Okay, that one stung. But I did leave as quickly as I could. At this point I would only be getting in the way. A couple of people stared at me as I got to one of the ER’s waiting areas, but I did my best to ignore them.
Then a mother with a very young son gave me a disapproving glance. She ushered him out of the room as quickly as possible. I couldn’t figure out why until I sat down and felt a cold draft blow up my nether regions.
I blushed to the roots of my sausage-curled hair. Shaw had slashed away the lower part of my dress during the fight with the wyverns. So, I’d gone from a
long gown with a train to an extra-short pink miniskirt. I couldn’t recline in any of the waiting room’s low chairs without showing off the hem of my panties.
The adrenaline that had fueled me since the wyverns appeared finally ran out. And that meant my body’s switchboard was finally letting a few other signals through. My knee throbbed with a dull ache, and the purple blotch of a bruise had already started to appear. Worse, the shredded skin covering my knuckles stung. A crust of dried blood droplets threatened to crack if I flexed my fingers a degree too far.
Right now I was starving and thirsty. But above all, I was tired.
I made one concession to modesty. Lying neglected under a pile of magazines was a month-old newspaper. I pulled out the crumpled pages and spread it over my exposed upper thighs as I found a corner seat to rest in.
I was far to wound up to sleep, but maybe I could rest my eyes a bit.
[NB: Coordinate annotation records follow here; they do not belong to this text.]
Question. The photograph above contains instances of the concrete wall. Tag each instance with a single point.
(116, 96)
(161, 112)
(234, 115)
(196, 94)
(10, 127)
I settled in and waited.
Waited for news.
Waited to find out if King Fitzwilliam, my liege lord and the most powerful man in Andeluvia, had lived or died on that ER table.
Like I said, I was too wound up to sleep. Maybe I drifted off a little. None of Destry’s relatives decided to visit and drop off a bad dream for safekeeping, I knew that much.
I sat up about an hour later.
A group of ER nurses had gathered just down the hall, speaking in excited whispers. I wasn’t sure what the subject might be, but right then one of them spotted me in my Andeluvian outfit. Her mouth made a little ‘O’ and she pointed me out to her friends, who began giggling and talking like a bunch of teenagers.
A pang of hope pierced my heart. If they were gossiping about me, then they were connecting me with the man wearing a medieval king’s costume in the ER.
And that meant Fitzwilliam was alive.
The crippling fatigue in my bones fell away. I sat up, moved the newspapers from my lap, and did my best to adjust the remains of my skirt. Then I started running through my story. Saving Fitzwilliam was one thing, the important thing. But I’d just created a hell of a mess if I didn’t figure out how to talk my way through this.